Mesdames et Messieurs les Directeurs Généraux,
Le contexte de crise, bien que relativement maîtrisé pour l’instant, invite à s’inscrire résolument dans le sens de l'amélioration de la gestion des risques du système bancaire, afin de préserver les acquis et la crédibilité de notre union monétaire, si durement obtenus.
Je souhaiterai dans un tel contexte évoquer trois risques importants qui s’accroissent dans le secteur bancaire de notre zone.
Le premier risque est celui relatif au blanchiment de capitaux et au financement du terrorisme. En effet, à l’instar de toutes les régions du monde, nous demeurons confrontés à des risques d’utilisation des circuits financiers à des fins de blanchiment de capitaux et de financement du terrorisme.
Bien que de multiples progrès aient été enregistrés dans le domaine de la lutte contre ces phénomènes nuisibles à nos économies, une vigilance accrue demeure nécessaire.

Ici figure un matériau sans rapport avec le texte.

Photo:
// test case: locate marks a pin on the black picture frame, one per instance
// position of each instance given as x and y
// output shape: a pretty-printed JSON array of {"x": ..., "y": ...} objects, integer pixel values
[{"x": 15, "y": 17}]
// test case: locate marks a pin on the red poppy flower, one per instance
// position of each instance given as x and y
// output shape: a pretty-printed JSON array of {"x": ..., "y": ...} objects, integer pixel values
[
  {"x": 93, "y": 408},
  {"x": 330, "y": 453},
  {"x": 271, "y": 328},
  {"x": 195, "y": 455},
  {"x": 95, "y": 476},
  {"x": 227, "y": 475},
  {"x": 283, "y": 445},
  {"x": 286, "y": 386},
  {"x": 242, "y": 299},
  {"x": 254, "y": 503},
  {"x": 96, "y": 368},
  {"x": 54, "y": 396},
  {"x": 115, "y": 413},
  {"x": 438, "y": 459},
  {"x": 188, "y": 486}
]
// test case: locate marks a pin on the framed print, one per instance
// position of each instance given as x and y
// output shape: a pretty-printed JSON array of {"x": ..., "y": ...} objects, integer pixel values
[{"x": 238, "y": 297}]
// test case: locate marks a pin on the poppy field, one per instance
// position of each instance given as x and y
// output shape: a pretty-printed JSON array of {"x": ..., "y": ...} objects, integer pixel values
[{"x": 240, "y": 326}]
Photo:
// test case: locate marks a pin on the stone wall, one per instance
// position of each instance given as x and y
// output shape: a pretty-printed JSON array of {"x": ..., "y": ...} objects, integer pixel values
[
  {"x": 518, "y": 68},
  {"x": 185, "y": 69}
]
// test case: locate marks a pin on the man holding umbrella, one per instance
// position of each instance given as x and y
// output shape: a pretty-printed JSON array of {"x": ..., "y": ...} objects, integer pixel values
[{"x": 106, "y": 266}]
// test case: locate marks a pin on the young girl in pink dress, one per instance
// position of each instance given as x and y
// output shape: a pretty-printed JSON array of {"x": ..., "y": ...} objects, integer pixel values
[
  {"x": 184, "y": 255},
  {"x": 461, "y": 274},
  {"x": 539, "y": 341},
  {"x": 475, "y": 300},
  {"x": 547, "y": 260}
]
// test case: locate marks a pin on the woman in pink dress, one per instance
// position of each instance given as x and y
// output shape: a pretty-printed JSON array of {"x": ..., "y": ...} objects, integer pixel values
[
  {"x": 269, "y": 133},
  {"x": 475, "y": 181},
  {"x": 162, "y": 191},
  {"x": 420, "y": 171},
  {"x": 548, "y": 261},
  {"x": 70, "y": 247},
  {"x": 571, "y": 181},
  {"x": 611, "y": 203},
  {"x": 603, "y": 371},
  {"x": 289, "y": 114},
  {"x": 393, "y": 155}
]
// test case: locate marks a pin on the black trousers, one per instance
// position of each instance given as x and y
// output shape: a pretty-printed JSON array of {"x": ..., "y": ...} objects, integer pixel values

C’est dans cette optique que le Secrétariat Général a renforcé depuis janvier 2021 les contrôles en la matière, aussi bien dans le cadre des vérifications sur place qu’au titre de la surveillance permanente. Il ressort de ces contrôles de nombreuses insuffisances, dont les plus graves ont fait l’objet de sanctions disciplinaires et pécuniaires de la Commission Bancaire.
C’est aussi le moment d’en appeler à une plus forte implication des organes de gouvernance de vos établissements, afin que des moyens humains et matériels plus conséquents soient dédiés aux fonctions opérationnelles et de conformité.
L’objectif principal doit être d'honorer les exigences réglementaires et de nous mettre à l’abri de toute tentative d’utilisation du système financier à des fins de blanchiment d’argent ou de financement du terrorisme.
Le deuxième risque a trait à la cybercriminalité. Dans un contexte de digitalisation et d’externalisation accrue. Les cybercriminels exploitent les failles sécuritaires des systèmes d’information pour accéder aux infrastructures et mettre en danger les fonds confiés par la clientèle.
Ces intrusions qui causent d’énormes préjudices financiers, peuvent attaquer le cœur même du fonctionnement des établissements et constituer un péril certain pour la stabilité financière.
Il importe donc de renforcer la résilience opérationnelle des établissements de crédit, en faisant en sorte que les processus et technologies implémentés puissent répondre aux exigences des meilleures pratiques et standards en matière de gestion des risques de sécurité informatique.
Des travaux sont en cours au niveau de la Banque Centrale et de la Commission Bancaire pour l’édiction d’un cadre réglementaire et l’amélioration de la supervision en termes de cybersécurité du secteur financier de l'UMOA.
Leur aboutissement permettra de préciser les attentes du superviseur en matière de cybersécurité, en complément des exigences de gestion du risque opérationnel figurant déjà dans une Circulaire de cette instance.
Le troisième risque est lié aux changements climatiques, qui constituent une autre source importante de choc exogène pour les économies de l'Union, au regard notamment des épisodes de plus en plus récurrents de sécheresse et d’inondations. Ces phénomènes ont pour conséquences des pertes importantes de revenus et de capital.
Consciente de cet enjeu, la BCEAO a rejoint en mars 2020 le Réseau des Banques Centrales et des Superviseurs pour le Verdissement du Système Financier.
Cette adhésion répond à l’objectif de partager les questions sur les risques climatiques spécifiques aux pays de l'Union et d’approfondir l’étude de leur impact sur le secteur financier sous-régional. J’en appelle donc à une meilleure prise de conscience des établissements de crédit pour intégrer ce risque dans leurs politiques d’appétence des risques.
Mesdames et Messieurs,
Dans un autre chapitre et en jetant un regard sur la mise en œuvre des réformes réglementaires engagées depuis 2016, les vérifications du Secrétariat Général de la Commission Bancaire concluent à une application trop partielle de ces dispositions, plus de 5 ans après leur adoption.
Les établissements de crédit devraient le plus rapidement possible intensifier la mise en œuvre de ces réformes réglementaires dans les volets comptables et prudentiels.
Ces diligences préalables sont d’autant plus nécessaires que la réglementation bâloise de la zone sera incessamment complétée par des textes d’application portant sur les normes de liquidité prévues dans le dispositif prudentiel.
Cette réglementation sera aussi enrichie avec de nouvelles directives en matière de simulation de crise, et des précisions sur les exigences de communication financière préconisées par le Pilier 3 du dispositif prudentiel.
Mesdames et Messieurs,
Tout comme lors des éditions précédentes, je voudrais terminer mon intervention en souhaitant que les échanges soient fructueux, ouverts et utiles afin qu’ils permettent une plus grande compréhension des attentes de l’Autorité de contrôle et des contraintes que vous rencontrez dans l’application de la réglementation.
En souhaitant plein succès à vos travaux, je déclare ouverte, la sixième rencontre entre le Secrétariat Général de la Commission Bancaire de l'UMOA et les Directeurs Généraux des établissements de crédit et des compagnies financières.
Je vous remercie de votre aimable attention.